What is unclear about this? How can this be realistically argued? “Nor deny to ANY PERSON . . . the equal protection of the laws. ” Now of course the US Supreme Court has ruled that States can treat people differently and have created a sliding scale of whether a law can be passed if it discriminates. The lowest level applies to discriminatory laws that target “non-suspect” classifications (like sexual orientation or age). They pass constitutional muster as long as the State has a “rational basis” for the law. The highest level applies to “suspect classes” (like race or citizenship) and they must pass a “strict scrutiny ” test to see if the law is designed to meet a societal goal. Gender is seen as being a class in the middle of these two classes. Statutes that treat men and women differently must be more than merely reasonable, they “must serve important governmental objectives,” and the differing treatments of men and women “must be substantially related to achievement of those objectives.” Scalia’s doctrine would all but throw out these classifications and basically state that only the strict scrutiny standard for race is all that survives since that was the intent of the Congress in 1869 when they drafted the 14th amendment. That’s what we want, isn’t it, to judge American society in 2011 by what a couple of hundred white men thought in 1869? Ridiculous.

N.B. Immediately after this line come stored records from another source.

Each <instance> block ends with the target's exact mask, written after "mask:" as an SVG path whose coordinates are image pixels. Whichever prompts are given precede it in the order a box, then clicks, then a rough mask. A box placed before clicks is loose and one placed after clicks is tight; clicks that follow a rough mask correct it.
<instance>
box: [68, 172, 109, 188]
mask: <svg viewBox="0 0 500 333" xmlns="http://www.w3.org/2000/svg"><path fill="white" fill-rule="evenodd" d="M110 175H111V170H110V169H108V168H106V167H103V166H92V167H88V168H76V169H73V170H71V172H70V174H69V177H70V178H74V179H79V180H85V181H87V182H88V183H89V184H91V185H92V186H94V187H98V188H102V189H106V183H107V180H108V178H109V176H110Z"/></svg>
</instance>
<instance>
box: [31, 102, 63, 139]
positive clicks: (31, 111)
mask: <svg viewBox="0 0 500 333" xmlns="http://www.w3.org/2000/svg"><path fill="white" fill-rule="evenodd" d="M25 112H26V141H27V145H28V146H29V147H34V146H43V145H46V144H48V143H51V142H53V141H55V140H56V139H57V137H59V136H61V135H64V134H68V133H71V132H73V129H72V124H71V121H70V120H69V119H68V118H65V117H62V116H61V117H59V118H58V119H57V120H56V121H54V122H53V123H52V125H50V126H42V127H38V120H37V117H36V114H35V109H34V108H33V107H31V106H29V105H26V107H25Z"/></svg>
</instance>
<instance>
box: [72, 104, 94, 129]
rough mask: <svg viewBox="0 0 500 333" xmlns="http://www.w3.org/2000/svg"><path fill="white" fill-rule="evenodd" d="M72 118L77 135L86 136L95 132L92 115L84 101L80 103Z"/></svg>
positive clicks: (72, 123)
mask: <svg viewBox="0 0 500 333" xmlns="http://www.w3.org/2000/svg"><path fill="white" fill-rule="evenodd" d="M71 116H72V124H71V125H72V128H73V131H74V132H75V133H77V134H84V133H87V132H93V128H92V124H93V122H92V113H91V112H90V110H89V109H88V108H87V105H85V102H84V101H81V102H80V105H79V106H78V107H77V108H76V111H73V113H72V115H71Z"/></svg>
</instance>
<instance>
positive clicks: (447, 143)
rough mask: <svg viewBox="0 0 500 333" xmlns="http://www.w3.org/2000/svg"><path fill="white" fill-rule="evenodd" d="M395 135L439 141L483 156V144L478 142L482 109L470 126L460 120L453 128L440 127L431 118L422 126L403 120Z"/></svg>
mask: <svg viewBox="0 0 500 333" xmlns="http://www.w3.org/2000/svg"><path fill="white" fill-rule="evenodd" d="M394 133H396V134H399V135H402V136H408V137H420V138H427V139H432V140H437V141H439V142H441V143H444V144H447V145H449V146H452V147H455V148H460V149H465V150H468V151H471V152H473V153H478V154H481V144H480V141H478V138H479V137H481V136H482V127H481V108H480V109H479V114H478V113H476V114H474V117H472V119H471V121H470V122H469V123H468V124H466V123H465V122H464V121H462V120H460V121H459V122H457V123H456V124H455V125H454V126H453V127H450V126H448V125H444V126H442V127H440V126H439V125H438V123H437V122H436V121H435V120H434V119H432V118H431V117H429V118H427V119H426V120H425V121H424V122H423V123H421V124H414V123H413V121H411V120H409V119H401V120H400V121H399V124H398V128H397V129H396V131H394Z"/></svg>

Marcia Greenberger, founder and co-president of the National Women’s Law Center, was quoted in the Huffington Post as stating that under Scalia’s doctrine, “women could be legally barred from juries, paid less by the government, receive fewer benefits in the armed forces, and be excluded from state-run schools — all things that have happened in the past, before their rights to equal protection were enforced.”
Another important point about Scalia’s diatribe. Its not new, as he has expressed this view before on other public occasions. But what is new, is this willingness on the part of an active, sitting Supreme Court Justice, to express his views on Constitutional issues outside the court. That used to be looked down upon and you rarely saw a Supreme speak about Con law so as not to reveal his position on a particular subject. Thomas really broke that mold with his many paid appearances on the lecture circuit and Scalia has followed suit. It’s not a good trend.
So, its frustrating and troubling to see that Scalia thinks the Constitution is forever frozen in time and is willing to declare that to anyone who asks his opinion on the subject. More troubling is that the Tea Partyers are likely to latch on to this and use it to perhaps one day soon gain control of the US Supreme Court.